The crisis rocking Europe may destroy everything that has been so painstakingly built over the past 40 years. No one can say where the European project is headed and no one can predict when and if the uncontrollable inflow of refugees will ease.

Thousands of refugees have already left Syria, Iraq and Afghanistan. However, the flow may not stop at that. Imagine if, for example, Egypt failed – a country where the youth is being crushed by unemployment and could easily be lured by the sirens of extremism. What would happen then?

The European leadership is at a loss, because there appears to be no short-term or even medium-term solution to the problem. It is easy to say that the fragments of Syria and Iraq can be put back together again and the region can be rebuilt, but those with experience of such matters are not at all optimistic.
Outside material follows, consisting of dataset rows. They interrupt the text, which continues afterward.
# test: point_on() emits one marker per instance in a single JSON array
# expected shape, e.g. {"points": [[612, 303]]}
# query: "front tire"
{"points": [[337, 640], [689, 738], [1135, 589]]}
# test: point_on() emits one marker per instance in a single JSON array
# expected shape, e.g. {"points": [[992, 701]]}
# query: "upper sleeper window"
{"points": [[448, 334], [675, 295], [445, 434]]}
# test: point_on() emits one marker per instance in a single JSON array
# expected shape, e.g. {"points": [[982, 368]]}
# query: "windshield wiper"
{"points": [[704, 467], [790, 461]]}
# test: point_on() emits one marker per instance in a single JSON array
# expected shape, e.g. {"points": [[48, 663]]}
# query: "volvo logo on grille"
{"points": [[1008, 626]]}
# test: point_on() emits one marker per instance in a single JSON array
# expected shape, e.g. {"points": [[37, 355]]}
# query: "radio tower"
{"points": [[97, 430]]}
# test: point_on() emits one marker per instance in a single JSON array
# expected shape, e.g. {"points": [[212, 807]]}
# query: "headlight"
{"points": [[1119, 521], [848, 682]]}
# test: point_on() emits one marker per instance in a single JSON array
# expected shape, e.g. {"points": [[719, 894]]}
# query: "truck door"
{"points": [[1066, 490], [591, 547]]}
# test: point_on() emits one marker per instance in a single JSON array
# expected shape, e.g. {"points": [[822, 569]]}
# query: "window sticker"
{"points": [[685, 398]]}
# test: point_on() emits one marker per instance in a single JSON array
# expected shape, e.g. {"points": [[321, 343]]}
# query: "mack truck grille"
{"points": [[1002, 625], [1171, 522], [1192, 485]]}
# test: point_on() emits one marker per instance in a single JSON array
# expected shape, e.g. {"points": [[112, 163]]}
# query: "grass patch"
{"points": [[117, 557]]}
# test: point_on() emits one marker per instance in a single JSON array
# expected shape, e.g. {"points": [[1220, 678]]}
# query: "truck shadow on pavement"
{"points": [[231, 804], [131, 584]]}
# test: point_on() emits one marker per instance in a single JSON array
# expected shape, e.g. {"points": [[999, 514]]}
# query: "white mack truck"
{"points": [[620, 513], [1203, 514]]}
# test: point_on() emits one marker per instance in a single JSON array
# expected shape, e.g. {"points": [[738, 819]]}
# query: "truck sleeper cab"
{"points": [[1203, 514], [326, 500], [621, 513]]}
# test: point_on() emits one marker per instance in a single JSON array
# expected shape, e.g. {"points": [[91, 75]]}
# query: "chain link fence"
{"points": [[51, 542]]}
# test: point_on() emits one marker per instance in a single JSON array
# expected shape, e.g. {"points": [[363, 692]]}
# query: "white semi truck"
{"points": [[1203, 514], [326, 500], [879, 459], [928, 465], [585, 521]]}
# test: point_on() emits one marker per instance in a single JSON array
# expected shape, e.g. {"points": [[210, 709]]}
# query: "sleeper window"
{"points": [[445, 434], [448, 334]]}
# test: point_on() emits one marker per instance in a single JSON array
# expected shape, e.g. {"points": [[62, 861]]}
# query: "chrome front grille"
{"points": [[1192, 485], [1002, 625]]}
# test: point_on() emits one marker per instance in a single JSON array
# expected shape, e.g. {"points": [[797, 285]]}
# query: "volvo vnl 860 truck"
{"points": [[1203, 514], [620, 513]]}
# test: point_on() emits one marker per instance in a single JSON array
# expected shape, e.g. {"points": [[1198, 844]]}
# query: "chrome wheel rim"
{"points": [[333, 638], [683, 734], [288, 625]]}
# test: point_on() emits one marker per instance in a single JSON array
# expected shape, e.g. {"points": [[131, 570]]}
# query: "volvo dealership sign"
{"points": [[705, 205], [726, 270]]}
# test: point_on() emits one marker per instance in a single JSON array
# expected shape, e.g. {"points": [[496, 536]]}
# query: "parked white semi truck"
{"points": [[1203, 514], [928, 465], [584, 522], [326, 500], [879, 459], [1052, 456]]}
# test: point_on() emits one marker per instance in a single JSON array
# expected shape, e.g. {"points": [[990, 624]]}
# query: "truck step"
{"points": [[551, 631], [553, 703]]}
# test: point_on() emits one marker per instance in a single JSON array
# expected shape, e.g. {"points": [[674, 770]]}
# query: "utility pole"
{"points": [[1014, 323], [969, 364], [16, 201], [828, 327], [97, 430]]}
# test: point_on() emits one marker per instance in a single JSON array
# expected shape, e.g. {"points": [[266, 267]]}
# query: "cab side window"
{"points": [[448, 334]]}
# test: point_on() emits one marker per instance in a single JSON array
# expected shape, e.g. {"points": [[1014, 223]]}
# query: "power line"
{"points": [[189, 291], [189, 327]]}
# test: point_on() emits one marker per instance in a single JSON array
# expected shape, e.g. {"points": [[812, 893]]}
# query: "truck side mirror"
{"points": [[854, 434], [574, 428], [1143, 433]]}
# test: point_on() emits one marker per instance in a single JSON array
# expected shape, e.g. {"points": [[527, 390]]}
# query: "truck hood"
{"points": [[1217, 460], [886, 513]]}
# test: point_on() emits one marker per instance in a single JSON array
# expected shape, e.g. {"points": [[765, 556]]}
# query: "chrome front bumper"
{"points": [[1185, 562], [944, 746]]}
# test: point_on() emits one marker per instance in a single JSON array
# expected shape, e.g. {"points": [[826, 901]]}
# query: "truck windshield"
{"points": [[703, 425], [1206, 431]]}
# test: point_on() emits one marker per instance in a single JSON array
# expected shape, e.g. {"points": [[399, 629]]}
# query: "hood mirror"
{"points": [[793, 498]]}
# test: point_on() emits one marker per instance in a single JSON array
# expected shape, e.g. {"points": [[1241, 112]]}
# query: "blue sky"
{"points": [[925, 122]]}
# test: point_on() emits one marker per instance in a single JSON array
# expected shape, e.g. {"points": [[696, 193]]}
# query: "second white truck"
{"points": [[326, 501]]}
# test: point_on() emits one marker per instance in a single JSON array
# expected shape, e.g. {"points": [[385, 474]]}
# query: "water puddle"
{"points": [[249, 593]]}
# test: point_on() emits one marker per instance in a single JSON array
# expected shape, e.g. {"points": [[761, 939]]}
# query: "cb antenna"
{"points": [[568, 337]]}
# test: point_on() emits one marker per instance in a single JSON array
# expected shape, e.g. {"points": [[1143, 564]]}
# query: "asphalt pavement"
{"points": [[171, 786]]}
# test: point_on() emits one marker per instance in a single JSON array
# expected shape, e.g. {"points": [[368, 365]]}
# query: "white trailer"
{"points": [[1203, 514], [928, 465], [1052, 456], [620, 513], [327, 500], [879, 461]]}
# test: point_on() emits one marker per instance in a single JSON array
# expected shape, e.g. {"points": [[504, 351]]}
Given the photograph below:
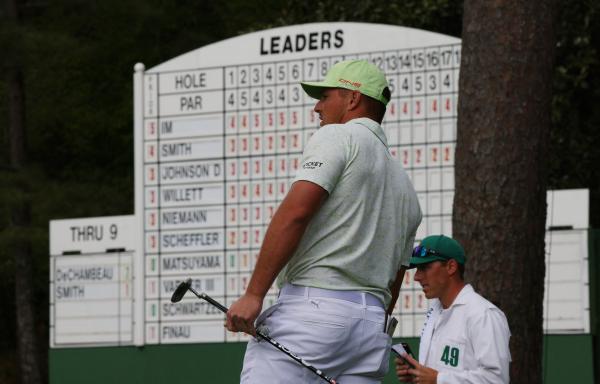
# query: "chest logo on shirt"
{"points": [[450, 356], [312, 165]]}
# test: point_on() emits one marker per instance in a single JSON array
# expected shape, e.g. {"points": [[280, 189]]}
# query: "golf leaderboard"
{"points": [[223, 129], [218, 136]]}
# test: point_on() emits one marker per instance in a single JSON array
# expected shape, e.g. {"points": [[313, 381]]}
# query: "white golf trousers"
{"points": [[343, 339]]}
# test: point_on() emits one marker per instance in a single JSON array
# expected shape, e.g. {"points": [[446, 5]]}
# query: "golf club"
{"points": [[184, 286]]}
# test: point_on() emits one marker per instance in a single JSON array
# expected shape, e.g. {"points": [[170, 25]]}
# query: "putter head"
{"points": [[181, 290]]}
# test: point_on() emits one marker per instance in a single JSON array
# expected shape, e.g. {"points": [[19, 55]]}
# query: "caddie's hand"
{"points": [[420, 373], [242, 313], [402, 368]]}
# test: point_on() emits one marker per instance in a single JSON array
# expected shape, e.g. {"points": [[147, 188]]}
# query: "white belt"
{"points": [[352, 296]]}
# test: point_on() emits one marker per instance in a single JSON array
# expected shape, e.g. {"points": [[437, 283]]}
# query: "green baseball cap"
{"points": [[437, 247], [355, 75]]}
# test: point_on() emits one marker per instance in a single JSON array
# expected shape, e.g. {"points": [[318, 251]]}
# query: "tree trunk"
{"points": [[503, 131], [20, 246]]}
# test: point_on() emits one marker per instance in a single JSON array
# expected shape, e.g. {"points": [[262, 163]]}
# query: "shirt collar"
{"points": [[373, 127], [461, 299]]}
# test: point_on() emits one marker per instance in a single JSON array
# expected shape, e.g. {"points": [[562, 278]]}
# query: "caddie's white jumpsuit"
{"points": [[467, 342]]}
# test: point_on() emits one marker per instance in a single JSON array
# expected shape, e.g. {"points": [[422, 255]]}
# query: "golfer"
{"points": [[465, 337], [339, 242]]}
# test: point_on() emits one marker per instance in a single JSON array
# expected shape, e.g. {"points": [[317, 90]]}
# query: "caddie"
{"points": [[340, 243], [465, 337]]}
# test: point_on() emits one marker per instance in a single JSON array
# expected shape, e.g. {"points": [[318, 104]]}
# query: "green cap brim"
{"points": [[416, 261], [314, 89]]}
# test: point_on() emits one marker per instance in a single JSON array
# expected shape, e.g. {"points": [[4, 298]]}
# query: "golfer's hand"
{"points": [[402, 368], [242, 313], [420, 373]]}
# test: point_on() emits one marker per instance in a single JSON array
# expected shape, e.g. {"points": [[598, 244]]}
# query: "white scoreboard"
{"points": [[219, 136], [92, 275]]}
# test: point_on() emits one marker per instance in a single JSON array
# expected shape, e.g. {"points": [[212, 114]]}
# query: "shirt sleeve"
{"points": [[324, 158], [489, 335]]}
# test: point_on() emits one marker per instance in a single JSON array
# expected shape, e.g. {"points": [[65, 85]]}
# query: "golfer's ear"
{"points": [[355, 98], [452, 266]]}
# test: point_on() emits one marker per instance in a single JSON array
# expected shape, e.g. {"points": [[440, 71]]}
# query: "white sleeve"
{"points": [[489, 336], [324, 158]]}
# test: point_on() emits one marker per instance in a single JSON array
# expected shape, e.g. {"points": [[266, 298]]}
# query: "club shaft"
{"points": [[283, 349]]}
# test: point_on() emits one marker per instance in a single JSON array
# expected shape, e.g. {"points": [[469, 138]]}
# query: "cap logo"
{"points": [[352, 83]]}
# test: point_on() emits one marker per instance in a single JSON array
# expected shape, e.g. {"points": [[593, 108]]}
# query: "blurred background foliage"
{"points": [[77, 57]]}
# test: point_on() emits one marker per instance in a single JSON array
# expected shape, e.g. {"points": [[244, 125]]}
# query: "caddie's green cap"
{"points": [[437, 247], [356, 75]]}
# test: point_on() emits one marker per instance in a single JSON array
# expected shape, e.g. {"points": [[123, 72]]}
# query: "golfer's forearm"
{"points": [[395, 289], [280, 242], [284, 233]]}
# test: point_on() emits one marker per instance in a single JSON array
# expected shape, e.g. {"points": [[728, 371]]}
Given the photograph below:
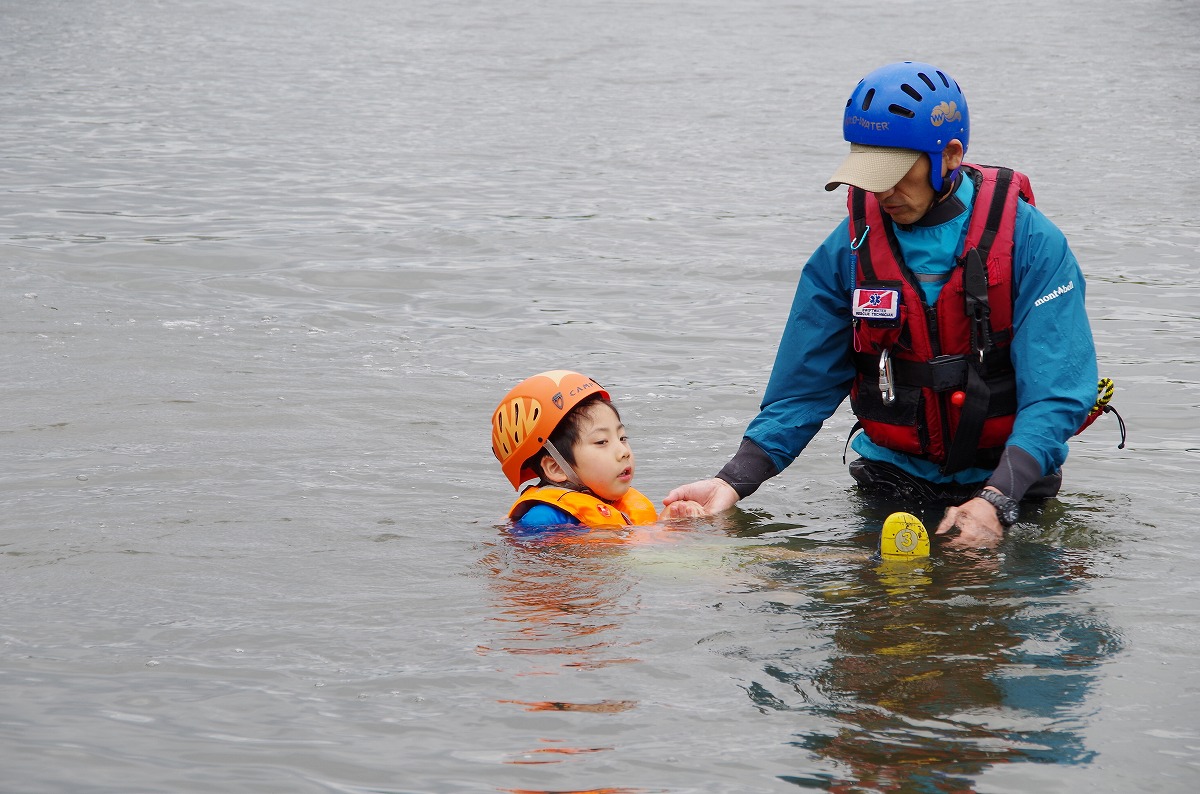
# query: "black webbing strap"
{"points": [[996, 211], [975, 295], [961, 451]]}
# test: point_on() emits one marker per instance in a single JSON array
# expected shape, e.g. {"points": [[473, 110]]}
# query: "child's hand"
{"points": [[683, 510]]}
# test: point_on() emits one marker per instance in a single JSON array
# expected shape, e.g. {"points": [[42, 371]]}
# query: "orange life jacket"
{"points": [[631, 510]]}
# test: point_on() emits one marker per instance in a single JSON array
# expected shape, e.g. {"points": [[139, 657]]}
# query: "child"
{"points": [[561, 428]]}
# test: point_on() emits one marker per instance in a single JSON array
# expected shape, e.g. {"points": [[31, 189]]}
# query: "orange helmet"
{"points": [[528, 414]]}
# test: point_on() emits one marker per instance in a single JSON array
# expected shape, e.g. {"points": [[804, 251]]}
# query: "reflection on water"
{"points": [[939, 669]]}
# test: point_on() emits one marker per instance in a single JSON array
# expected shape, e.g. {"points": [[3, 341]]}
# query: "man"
{"points": [[948, 308]]}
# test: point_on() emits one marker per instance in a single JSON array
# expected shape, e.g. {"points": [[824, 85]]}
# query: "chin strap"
{"points": [[568, 469]]}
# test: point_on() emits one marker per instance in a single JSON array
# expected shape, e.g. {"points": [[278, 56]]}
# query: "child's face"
{"points": [[603, 456]]}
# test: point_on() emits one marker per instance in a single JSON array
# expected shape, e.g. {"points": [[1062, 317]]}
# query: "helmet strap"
{"points": [[573, 479]]}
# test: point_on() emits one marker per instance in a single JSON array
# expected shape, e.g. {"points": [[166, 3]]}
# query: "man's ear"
{"points": [[952, 156], [551, 470]]}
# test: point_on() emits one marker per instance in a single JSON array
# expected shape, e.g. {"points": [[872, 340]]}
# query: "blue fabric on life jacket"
{"points": [[541, 517]]}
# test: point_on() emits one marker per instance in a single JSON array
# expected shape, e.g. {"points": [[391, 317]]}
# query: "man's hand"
{"points": [[684, 509], [713, 495], [977, 523]]}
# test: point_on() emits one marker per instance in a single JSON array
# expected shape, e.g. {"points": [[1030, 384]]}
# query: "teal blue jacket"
{"points": [[1053, 350]]}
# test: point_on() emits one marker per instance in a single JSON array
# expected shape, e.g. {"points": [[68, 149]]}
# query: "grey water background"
{"points": [[268, 266]]}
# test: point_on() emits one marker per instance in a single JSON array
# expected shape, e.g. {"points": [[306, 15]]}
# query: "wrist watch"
{"points": [[1007, 510]]}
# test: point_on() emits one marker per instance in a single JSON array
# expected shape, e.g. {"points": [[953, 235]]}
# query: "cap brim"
{"points": [[873, 168]]}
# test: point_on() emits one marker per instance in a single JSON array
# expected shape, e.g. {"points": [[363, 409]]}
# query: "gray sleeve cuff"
{"points": [[1015, 473], [748, 469]]}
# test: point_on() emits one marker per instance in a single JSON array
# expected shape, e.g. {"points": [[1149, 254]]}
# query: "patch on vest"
{"points": [[876, 304]]}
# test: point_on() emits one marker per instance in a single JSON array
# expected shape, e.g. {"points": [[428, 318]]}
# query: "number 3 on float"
{"points": [[904, 537]]}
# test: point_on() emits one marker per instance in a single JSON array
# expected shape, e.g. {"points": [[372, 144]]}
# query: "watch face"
{"points": [[1007, 510]]}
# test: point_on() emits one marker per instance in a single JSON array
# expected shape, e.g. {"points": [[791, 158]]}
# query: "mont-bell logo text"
{"points": [[1055, 293], [876, 304]]}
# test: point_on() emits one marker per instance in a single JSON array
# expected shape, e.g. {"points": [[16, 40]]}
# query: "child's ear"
{"points": [[551, 470]]}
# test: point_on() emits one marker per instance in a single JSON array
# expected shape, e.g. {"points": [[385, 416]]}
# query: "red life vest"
{"points": [[634, 509], [958, 344]]}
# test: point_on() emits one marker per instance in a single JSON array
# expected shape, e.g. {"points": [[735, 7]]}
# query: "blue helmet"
{"points": [[909, 106]]}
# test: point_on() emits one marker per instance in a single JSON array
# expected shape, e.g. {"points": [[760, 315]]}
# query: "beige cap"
{"points": [[873, 168]]}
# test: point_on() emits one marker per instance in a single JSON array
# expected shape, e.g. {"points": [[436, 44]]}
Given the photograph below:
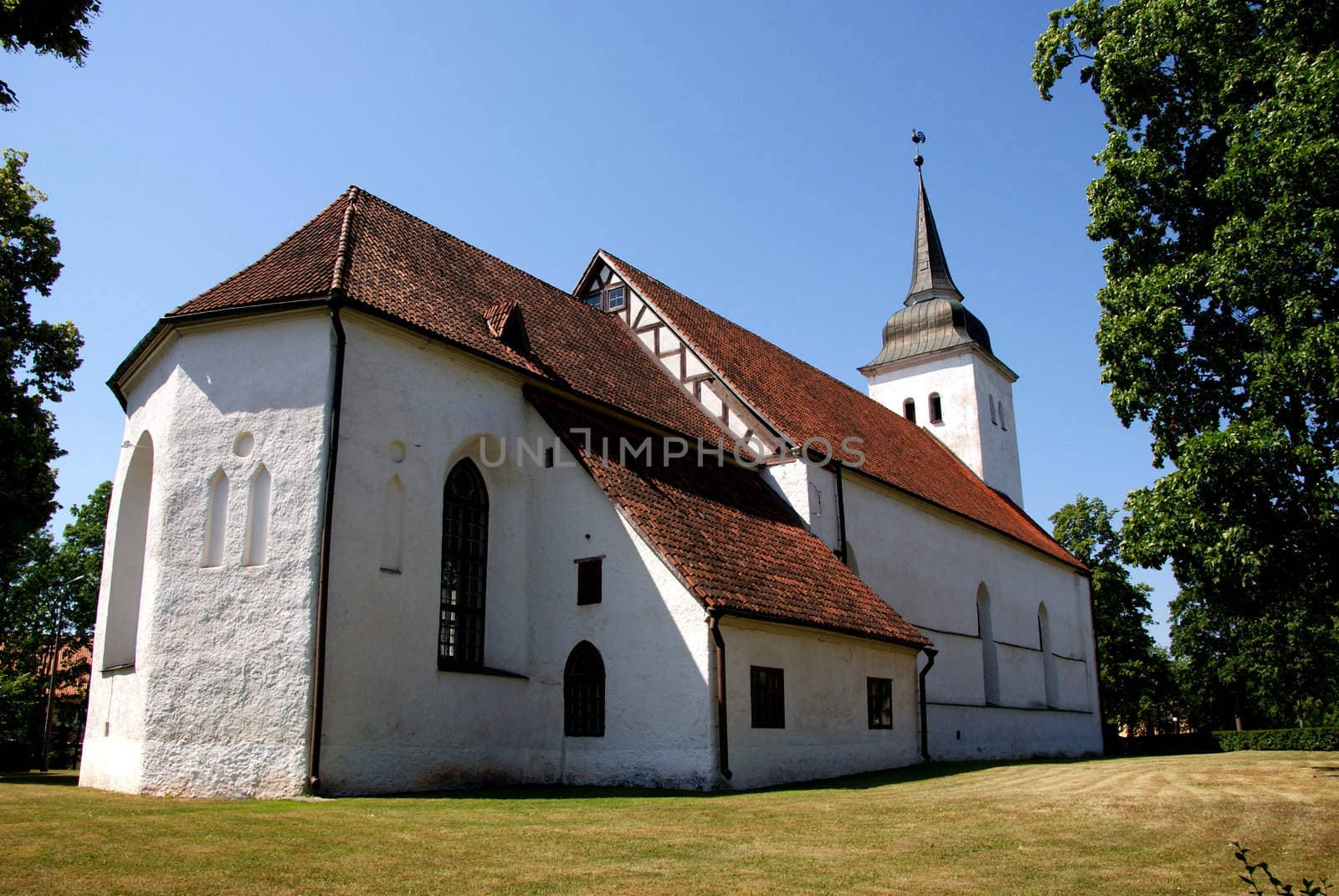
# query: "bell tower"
{"points": [[937, 370]]}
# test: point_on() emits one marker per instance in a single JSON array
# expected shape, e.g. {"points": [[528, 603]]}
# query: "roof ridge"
{"points": [[343, 254], [461, 240]]}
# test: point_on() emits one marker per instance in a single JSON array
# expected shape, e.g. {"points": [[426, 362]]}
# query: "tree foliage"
{"points": [[47, 586], [1135, 674], [37, 363], [1218, 209], [54, 27]]}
The Italians addressed the refugee crisis in a manner that was both practical and cynical by joining forces with Libya’s Muammar Gaddafi, who had the means and know-how to smash the smuggling rings working in and around his country. Europe has neither the mechanisms nor the experience to tackle the problem from an operational perspective. Even the idiots who once believed that Europe could form a military fleet that would be tasked with averting the inflow realize that this is simply not feasible. Who was going to take responsibility for sinking ships and killing people?

So the issue is not about to go away anytime soon and certainly not before creating more problems and pressure. Even the Germans are surprised by the harshness of the EU’s newer Eastern members and by the rising popularity of far-right parties and movements. In one respect, Athens and Berlin have a common approach to the issue.

The massive influx of refugees and migrants is testing the strength of politicians and local communities. The German Left and Greens are warning that their strongholds have reached their limit. The political consequences are already being felt in Germany as well as in the rest of Europe. With no truly powerful leaders to steer developments, the domino effect could spread and lead to even more isolationism and Euroskepticism.

Greece is the weak link in the storm because it is having to deal with a massive new problem on top of a debilitating economic crisis. The wider region around Greece is no longer stable and safe, and if the refugee influx continues unabated, it is not impossible that it will end up a completely isolated country on the brink of collapse with thousands of refugees trapped within its borders.